Last week HSF said that it would seek to have women comprising at least 25 per cent of the global partnership by 2017 and to lift that to 30 per cent by 2019.
Currently, just over 18 per cent of the firm’s global partnership is female, with women making up around 20 per cent of the Australian partnership.
Speaking to Lawyers Weekly, Jason Ricketts (pictured), the firm’s Australian managing partner, said such a move makes commercial sense, given that most law graduates are female, and that it is also “the right thing to do” from an ethical perspective.
“It will be a challenge to meet these targets, but we should be able to do so,” he said. “Diversity also helps to bring different perspectives and skills to the business.”
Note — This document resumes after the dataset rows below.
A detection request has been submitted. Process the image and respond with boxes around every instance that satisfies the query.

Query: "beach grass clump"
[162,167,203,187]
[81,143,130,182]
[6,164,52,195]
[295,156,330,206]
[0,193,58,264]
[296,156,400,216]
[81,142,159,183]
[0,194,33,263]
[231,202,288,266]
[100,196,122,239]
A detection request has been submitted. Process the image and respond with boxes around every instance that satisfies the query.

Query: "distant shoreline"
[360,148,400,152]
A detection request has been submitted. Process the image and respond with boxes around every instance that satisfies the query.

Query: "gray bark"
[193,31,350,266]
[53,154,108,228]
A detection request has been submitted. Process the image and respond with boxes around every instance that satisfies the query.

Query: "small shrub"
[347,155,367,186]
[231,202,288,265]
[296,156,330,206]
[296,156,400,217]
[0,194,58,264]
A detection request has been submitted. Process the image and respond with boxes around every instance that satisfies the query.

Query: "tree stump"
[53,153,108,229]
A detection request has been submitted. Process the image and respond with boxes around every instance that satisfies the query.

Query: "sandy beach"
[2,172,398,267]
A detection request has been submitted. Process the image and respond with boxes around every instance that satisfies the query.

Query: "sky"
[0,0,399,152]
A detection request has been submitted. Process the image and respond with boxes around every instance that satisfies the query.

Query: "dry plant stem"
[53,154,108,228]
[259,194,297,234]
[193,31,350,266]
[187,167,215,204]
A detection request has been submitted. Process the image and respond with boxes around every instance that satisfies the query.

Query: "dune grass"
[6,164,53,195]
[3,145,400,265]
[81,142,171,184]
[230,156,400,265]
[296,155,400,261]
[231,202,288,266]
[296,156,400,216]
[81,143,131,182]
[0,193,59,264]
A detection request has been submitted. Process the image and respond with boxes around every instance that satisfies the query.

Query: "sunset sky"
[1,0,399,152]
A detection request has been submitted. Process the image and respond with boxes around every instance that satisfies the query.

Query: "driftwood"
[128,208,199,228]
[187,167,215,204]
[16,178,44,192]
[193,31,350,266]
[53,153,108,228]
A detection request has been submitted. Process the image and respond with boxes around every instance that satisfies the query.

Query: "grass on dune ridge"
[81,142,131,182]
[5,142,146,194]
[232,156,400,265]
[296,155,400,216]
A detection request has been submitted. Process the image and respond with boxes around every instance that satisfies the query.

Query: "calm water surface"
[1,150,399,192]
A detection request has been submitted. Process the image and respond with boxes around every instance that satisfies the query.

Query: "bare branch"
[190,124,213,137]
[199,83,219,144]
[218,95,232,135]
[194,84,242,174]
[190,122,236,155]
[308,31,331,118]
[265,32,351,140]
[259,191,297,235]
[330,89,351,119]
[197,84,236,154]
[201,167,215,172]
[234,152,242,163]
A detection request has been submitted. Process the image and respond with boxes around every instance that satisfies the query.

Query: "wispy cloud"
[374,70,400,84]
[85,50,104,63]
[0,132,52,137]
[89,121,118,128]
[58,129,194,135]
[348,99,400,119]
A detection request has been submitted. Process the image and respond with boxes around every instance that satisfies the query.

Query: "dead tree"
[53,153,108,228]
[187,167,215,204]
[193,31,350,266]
Ricketts rejected any suggestion that this would marginalise male lawyers at the firm and lead to a situation where there would be internal questions as to whether all partner appointments were based on performance.
“This move had the overwhelming support of the partnership, and has received widespread support throughout the firm,” he said. “All partner appointments will continue to be based on merit.”
Ricketts added that the move by HSF was an extension of current diversity initiatives at the firm.
HSF has “unconscious bias” training for partners and in March and May last year, the firm launched its Lesbian, Gay, Bisexual and Transgender (LGBT) Network in Melbourne and Sydney respectively.
HSF has just over 450 partners globally. In Australia, it has 175 partners and around 850 fee earners.
On Friday (14 March), the Law Council of Australia released a damning report into the experience of female lawyers in Australia.
The LCA National Attrition and Re-engagement study found that half of all women claimed to have experienced discrimination due to their gender.
Around 4000 people contributed to the report.
HSF’s move to attempt to try and lift its female partner numbers in the next five years comes around nine months after Baker & McKenzie announced it had set an “aspirational” target to have women in 30 per cent of global leadership positions.
No date was fixed as to when the Chicago-based global firm would seek to meet that goal.
In 2012 King & Wood Mallesons set an aspirational target of 30 per cent of female partners in Australia by 2015.